High oil prices and overcapacity continue to depress airline profit margins, according to Nigel Ridg...
High oil prices and overcapacity continue to depress airline profit margins, according to Nigel Ridge, fund manager at Deutsche Asset Management. In looking to explain the transport sector's underperformance year to date, Ridge points to the impact of the oil price increases early in the year.
The Bloomberg 500 European index transport subsector fell 87.20% in sterling terms, for the year to 6 November, compared to the overall index returns of -5.02%. Within the sector the top performing company, British Airport Authority, returned 29.43% in sterling terms over the same time period.
Ridge says: "Investors have become concerned about the profit outlook of companies negatively impacted by the price of oil. Transport is a very good example of an affected sector. Airlines are very exposed to the fuel prices."
This has been exemplified by Deutsche Lufthansa, who at the end of October imposed a 4% price hike on internal flights, blaming the cost of oil, he says.
Jeremy Podger, European equities investment manager at Investec, agrees that oil price hikes have been a problem for the sector. He notes: "In a low margin business a 50% increase in fuel costs is significant."
Pricing pressures squeezing down margins are the main concern for the sector, according to Geoff Miller, investment manager at Exeter Asset Management. He says: "There is still a significant overcapacity in the sector. Following the 1997 Asian crisis, flights to the region fell, and thus Asian fleets were used to serve Atlantic routes, resulting in huge overcapacity. Passenger volumes still have not fully recovered but the number of aircraft has continued to grow."
Podger agrees there is a worrying imbalance between the growth of passenger volumes and flight numbers. He plays down the significance of competition from low cost airlines, pointing out that British Airways has its own in Go service.

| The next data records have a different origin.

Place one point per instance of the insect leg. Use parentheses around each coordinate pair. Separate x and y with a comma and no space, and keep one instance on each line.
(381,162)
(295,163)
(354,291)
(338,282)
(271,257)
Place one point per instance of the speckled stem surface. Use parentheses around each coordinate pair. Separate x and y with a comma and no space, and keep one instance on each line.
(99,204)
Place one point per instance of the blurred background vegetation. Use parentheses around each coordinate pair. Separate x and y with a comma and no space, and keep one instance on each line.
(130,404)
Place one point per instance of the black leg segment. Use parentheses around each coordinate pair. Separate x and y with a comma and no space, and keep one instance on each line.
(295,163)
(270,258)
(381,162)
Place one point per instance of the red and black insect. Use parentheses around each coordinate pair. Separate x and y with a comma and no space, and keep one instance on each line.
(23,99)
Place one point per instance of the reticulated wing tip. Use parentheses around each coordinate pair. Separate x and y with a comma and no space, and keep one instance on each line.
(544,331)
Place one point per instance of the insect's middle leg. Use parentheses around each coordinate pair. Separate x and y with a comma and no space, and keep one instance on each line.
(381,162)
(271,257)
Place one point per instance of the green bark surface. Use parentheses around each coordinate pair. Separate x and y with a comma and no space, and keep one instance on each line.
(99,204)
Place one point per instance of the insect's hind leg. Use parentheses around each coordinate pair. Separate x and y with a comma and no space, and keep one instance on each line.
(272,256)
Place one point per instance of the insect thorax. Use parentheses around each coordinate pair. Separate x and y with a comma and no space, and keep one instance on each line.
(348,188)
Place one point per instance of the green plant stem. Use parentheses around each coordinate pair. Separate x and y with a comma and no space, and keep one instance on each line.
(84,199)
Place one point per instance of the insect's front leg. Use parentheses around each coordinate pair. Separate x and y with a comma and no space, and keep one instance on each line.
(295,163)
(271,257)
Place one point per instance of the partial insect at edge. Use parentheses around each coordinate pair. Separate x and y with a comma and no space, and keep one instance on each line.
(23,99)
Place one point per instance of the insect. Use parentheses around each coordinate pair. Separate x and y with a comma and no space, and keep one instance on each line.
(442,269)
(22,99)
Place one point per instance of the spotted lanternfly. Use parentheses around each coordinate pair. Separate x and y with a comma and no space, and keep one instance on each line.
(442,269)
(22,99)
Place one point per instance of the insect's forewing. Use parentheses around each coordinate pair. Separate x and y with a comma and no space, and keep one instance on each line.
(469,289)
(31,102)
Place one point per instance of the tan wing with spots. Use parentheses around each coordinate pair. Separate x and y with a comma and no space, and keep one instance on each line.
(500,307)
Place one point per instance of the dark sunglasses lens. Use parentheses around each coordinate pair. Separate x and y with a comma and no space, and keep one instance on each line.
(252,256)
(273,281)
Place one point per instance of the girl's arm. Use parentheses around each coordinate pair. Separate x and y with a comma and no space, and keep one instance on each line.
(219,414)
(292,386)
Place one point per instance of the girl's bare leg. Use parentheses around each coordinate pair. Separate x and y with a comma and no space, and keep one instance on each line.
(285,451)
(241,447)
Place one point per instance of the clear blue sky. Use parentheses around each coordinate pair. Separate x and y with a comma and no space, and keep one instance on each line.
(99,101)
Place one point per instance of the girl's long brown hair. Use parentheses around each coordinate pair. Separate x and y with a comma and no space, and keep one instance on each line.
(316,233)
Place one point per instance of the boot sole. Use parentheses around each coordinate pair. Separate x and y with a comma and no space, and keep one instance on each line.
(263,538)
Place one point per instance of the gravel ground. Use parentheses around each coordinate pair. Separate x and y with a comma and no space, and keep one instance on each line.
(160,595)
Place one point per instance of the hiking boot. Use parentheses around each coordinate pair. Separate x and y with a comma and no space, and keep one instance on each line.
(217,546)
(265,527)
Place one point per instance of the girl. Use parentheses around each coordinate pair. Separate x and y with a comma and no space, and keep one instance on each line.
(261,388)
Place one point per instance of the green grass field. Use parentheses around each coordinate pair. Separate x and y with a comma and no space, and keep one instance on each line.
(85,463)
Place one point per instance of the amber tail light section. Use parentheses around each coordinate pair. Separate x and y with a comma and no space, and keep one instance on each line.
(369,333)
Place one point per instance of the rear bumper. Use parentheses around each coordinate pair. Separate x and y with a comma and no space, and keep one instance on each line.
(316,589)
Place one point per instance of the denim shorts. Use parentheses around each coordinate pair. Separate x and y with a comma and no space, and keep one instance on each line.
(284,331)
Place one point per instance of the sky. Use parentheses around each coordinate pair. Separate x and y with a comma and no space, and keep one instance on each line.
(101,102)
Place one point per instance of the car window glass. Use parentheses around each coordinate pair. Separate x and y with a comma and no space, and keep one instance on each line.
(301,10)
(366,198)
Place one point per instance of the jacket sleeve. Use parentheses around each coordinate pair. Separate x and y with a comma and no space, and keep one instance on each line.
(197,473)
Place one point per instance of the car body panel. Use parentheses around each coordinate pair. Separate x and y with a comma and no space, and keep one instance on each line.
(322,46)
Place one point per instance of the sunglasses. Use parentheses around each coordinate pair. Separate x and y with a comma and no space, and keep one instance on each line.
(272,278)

He says of the likes of RyanAir and EasyJet, have expanded the market rather than taken market share away from the incumbents.
He adds: "The competition is real but limited. "BA has shunned the whole area of short-haul economy flights. It does not provide the profit margins they are looking for. They are now concentrating on higher margin business travellers and long-haul flights."
Podger believes that BA may now offer good value, noting that conditions should benefit BA and other more established players. "The playing field is becoming more level in Europe. BA has a lot of slots in the core London airport system and as the less profitable airlines retreat, BA should do rather well."
Miller says Exeter is overweight transport, but admits the sector is not one he would normally enthuse about. He says the downturn in the first quarter that hit the sector, particularly bus and train companies, meant there were a number of undervalued stocks available.
Miller prefers train and bus companies to airlines, with bus operator Ariba his favourite in the sector. He feels the company is underrated, paying a high yield, with good growth prospects both domestically and on the continent.